About 10 years ago, Dr. Fleur Sack quit her practice as a family physician to become a hospital department head. Spurring her decision was the need to switch from paper records to electronic ones to keep her private practice profitable. “At that time, it would have cost about $50,000,” Dr. Sack recalled. “It was too expensive and it was too overwhelming.”

But times and technologies changed, and last year, Dr. Sack left her hospital job to restart her medical practice with an affordable system for managing electronic patient records. She agreed to a $5,000 setup fee and a subscription fee of $500 per month for the system. Her investment also qualified her for subsidy money, which the federal government pays in installments, and to date, her subsidy income has paid for the setup fee and about two years of monthly fees. “So far, I’ve got my check for $18,000,” she said. “There’s a total of $44,000 that I can get.”

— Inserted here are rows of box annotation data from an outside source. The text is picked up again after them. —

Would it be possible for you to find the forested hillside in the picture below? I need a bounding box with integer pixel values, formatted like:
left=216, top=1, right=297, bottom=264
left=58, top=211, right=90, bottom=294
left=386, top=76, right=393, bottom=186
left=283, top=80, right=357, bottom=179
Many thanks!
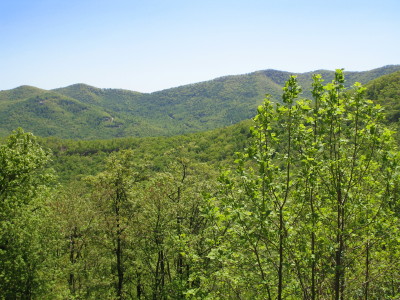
left=0, top=68, right=400, bottom=300
left=0, top=66, right=400, bottom=140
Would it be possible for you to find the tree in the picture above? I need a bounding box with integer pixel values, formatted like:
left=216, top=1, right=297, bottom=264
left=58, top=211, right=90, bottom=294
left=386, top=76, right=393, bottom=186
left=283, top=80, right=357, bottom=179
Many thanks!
left=216, top=70, right=398, bottom=299
left=87, top=150, right=145, bottom=299
left=0, top=129, right=51, bottom=299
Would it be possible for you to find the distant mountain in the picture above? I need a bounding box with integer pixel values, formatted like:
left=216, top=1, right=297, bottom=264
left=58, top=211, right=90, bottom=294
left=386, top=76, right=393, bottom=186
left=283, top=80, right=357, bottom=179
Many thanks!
left=0, top=65, right=400, bottom=139
left=366, top=71, right=400, bottom=123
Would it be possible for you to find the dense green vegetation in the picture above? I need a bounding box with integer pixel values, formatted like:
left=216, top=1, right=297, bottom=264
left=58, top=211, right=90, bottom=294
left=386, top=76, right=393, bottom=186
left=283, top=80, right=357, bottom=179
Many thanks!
left=0, top=70, right=400, bottom=299
left=0, top=66, right=400, bottom=140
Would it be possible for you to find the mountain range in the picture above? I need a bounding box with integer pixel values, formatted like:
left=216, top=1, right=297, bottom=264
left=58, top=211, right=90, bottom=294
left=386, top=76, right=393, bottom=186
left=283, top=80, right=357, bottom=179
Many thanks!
left=0, top=65, right=400, bottom=139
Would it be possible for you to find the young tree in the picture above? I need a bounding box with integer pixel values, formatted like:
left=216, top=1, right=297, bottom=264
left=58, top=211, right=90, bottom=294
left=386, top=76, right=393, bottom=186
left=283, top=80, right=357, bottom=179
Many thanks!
left=216, top=70, right=398, bottom=300
left=0, top=129, right=51, bottom=299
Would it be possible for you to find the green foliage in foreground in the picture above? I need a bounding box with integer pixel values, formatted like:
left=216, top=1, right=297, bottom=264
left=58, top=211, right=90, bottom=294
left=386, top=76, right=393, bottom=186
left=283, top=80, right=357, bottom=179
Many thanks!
left=0, top=70, right=400, bottom=300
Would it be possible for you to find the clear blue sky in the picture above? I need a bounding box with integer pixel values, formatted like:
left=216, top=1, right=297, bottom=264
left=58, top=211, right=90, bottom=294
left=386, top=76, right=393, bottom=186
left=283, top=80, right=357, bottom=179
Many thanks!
left=0, top=0, right=400, bottom=92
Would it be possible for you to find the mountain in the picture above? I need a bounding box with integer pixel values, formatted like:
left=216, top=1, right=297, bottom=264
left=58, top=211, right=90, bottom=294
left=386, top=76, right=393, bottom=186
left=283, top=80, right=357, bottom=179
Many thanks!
left=366, top=71, right=400, bottom=123
left=0, top=65, right=400, bottom=139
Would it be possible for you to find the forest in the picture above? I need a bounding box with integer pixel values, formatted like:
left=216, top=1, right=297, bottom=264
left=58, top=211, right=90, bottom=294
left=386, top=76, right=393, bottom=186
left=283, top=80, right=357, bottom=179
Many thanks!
left=0, top=70, right=400, bottom=300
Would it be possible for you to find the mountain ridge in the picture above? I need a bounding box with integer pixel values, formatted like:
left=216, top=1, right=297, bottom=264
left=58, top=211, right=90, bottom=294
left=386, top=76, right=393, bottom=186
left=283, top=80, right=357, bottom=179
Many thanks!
left=0, top=65, right=400, bottom=139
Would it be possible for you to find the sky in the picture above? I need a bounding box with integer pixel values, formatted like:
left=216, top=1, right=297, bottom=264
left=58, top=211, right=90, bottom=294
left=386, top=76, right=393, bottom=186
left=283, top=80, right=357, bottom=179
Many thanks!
left=0, top=0, right=400, bottom=92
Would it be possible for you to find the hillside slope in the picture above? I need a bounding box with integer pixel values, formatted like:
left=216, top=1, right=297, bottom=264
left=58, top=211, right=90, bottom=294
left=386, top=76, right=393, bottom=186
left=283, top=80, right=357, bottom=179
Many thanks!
left=0, top=66, right=400, bottom=139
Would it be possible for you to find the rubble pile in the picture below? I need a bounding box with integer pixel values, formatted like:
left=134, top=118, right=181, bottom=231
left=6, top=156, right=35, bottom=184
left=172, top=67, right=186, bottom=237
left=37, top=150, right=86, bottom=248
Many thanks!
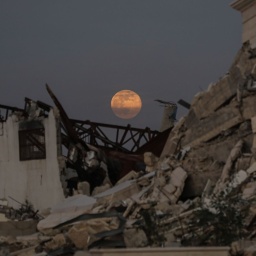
left=1, top=44, right=256, bottom=255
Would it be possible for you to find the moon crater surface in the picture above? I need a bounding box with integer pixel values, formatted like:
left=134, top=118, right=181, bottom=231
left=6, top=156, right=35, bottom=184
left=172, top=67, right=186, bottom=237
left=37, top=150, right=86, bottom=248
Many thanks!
left=111, top=90, right=142, bottom=119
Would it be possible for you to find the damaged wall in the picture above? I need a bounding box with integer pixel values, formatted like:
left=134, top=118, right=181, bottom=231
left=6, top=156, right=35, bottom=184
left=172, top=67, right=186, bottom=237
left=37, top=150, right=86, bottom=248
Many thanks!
left=0, top=110, right=64, bottom=210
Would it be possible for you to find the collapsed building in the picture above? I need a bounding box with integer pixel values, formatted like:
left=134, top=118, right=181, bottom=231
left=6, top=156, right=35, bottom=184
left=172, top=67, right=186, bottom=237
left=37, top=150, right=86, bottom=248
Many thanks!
left=0, top=0, right=256, bottom=255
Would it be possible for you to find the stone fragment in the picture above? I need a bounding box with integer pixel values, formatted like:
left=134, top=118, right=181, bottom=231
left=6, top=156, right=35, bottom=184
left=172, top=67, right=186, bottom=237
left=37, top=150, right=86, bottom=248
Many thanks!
left=144, top=152, right=158, bottom=172
left=242, top=181, right=256, bottom=199
left=246, top=162, right=256, bottom=175
left=181, top=102, right=244, bottom=147
left=124, top=228, right=148, bottom=248
left=231, top=170, right=248, bottom=188
left=92, top=183, right=110, bottom=196
left=163, top=183, right=177, bottom=194
left=170, top=167, right=188, bottom=189
left=68, top=222, right=90, bottom=249
left=77, top=181, right=90, bottom=196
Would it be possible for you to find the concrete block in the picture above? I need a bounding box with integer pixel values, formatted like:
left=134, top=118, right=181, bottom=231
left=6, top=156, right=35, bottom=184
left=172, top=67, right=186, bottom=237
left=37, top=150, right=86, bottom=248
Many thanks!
left=181, top=102, right=243, bottom=147
left=171, top=167, right=188, bottom=188
left=192, top=75, right=237, bottom=119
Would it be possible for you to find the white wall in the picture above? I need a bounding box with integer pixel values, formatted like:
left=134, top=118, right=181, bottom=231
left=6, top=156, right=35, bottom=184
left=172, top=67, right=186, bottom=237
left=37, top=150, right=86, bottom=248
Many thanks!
left=0, top=110, right=64, bottom=210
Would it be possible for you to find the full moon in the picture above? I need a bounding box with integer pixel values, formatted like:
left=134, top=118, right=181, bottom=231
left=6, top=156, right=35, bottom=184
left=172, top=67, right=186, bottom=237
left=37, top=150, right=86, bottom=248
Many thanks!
left=111, top=90, right=142, bottom=119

That kind of cash flow is one reason why so-called EHR software systems for electronic health records have been among the hottest-selling commercial products in the world of information technology. EHR system development is a growth industry in South Florida, too. Life sciences and biotechnology are among the high growth-potential sectors identified by the Beacon Council-led One Community One Goal economic development initiative unveiled in 2012; already, the University of Miami has opened a Health Science Technology Park while Florida International University has launched a program in its graduate school of business oriented toward biotechnology businesses.





For many young businesses in the area’s IT industry, government incentives are paving the way. The federal government is pushing doctors and hospitals to use electronic health records to cut wasteful spending and improve patient care while protecting patient privacy — sending digital information via encrypted systems, for example, rather than regular email.

Under a 2009 federal law known as the HITECH Act, maximum incentive payments for buying such systems range up to $44,000 for doctors with Medicare patients and up to $63,750 for doctors with Medicaid patients. Hospitals are eligible for larger incentive payments for becoming more paperless. The subsidy program isn’t permanent; eligible professionals must begin receiving payments by 2016. But by then, the federal government will be penalizing doctors and hospitals that take Medicare or Medicaid money without making meaningful use of electronic health records.

“What the government did is, they incentivized, and now they’re going to penalize,” said Andrew Carricarte, president and CEO of IOS Health Systems in Miami, one of the largest South Florida-based vendors of online software service for physician practices. He said insurance companies also may start penalizing physicians for failing to adopt electronic health records because “the commercial payers always follow Medicare and Medicaid.”

It’s all part of the growth story at IOS Health Systems, which has more than 2,000 physicians across the nation using its online EHR system. Carricarte said many of the company’s customers buy their second EHR system from IOS after their first one flopped. “Almost 40 percent of our sales come from customers who had systems and are now switching over to something else,” he said.